This study confirms a strong inclination to share clinical trial datasets, which are rich in personal details. Although re-identification risk scores may appear oversensitive for clinical trial datasets, which are typically smaller than datasets from electronic health records, their high magnitudes do not necessarily translate into real-life re-identification threats for participants. Instead, these scores provide valuable summaries for understanding the granularity of clinical trial datasets, aiding decision-making for dataset release for secondary purposes.

We have demonstrated that calculating re-identification risk scores is simple and feasible. The number and type of identifiers (continuous or discrete) are crucial in controlling risk scores. More identifiers increase granularity, with continuous identifiers adding more granularity than discrete ones. While risk scores alone cannot determine if data is sufficiently anonymised or protected, they can assist in calibrating the anonymisation process of clinical trial datasets.

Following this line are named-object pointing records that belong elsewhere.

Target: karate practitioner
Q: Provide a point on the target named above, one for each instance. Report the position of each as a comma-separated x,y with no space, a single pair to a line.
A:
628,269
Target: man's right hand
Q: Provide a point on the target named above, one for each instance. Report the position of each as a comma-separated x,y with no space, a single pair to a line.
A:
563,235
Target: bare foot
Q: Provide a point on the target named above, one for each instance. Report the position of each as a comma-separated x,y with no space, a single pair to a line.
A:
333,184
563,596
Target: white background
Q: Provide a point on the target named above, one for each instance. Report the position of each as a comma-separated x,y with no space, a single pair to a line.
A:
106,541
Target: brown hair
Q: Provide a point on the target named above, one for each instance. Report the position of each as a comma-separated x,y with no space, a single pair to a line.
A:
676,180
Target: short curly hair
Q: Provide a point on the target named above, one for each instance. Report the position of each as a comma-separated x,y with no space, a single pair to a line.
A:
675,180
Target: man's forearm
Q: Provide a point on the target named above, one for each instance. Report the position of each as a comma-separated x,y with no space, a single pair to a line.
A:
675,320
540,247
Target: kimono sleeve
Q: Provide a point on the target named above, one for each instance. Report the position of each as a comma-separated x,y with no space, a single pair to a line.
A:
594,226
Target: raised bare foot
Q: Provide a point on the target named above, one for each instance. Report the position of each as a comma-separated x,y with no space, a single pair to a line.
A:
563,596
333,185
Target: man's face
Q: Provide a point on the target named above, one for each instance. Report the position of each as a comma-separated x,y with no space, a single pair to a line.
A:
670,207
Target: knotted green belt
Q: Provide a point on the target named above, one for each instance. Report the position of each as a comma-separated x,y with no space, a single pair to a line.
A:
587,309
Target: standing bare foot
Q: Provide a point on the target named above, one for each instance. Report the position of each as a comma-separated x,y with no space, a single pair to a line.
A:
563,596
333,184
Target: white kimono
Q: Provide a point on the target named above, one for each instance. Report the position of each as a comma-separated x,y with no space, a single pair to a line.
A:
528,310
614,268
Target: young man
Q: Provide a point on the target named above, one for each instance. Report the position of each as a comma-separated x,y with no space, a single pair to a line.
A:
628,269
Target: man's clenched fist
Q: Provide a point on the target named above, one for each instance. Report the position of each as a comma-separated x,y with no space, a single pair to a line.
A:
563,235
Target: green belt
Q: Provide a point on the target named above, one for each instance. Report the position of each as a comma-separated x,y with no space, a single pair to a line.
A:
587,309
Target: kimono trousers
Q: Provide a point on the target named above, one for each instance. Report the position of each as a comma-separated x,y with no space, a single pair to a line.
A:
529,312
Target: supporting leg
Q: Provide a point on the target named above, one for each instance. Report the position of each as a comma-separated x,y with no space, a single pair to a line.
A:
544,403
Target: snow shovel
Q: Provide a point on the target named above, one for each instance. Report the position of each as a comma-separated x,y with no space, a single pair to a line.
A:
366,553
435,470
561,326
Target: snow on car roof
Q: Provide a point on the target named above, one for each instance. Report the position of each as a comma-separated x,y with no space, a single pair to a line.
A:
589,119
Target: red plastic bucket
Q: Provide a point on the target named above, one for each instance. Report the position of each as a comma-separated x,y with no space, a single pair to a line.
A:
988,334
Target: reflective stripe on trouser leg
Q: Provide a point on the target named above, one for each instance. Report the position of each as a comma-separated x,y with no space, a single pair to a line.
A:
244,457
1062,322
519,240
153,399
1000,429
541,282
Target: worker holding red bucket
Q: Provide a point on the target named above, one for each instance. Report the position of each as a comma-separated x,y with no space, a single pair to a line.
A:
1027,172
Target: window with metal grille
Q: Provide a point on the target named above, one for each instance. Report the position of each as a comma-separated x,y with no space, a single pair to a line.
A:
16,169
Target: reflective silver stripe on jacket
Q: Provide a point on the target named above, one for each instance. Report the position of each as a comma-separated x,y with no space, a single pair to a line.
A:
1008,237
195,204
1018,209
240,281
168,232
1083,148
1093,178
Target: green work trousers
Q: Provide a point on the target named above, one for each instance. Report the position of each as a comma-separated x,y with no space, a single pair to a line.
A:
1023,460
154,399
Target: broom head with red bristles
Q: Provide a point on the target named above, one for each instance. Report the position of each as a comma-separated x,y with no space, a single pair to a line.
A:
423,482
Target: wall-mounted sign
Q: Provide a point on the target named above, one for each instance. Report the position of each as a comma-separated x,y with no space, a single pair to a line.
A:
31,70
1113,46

Researchers can use our findings to compare their anonymised datasets with those we evaluated and should consider employing the process outlined in this research to guide their anonymisation procedures before data release. This includes providing clear data dictionaries and offering datasets in simple formats. The proposed method is a cost-effective and pragmatic solution. While simple, it is highly informative and serves as a useful stopgap, especially when resources are limited.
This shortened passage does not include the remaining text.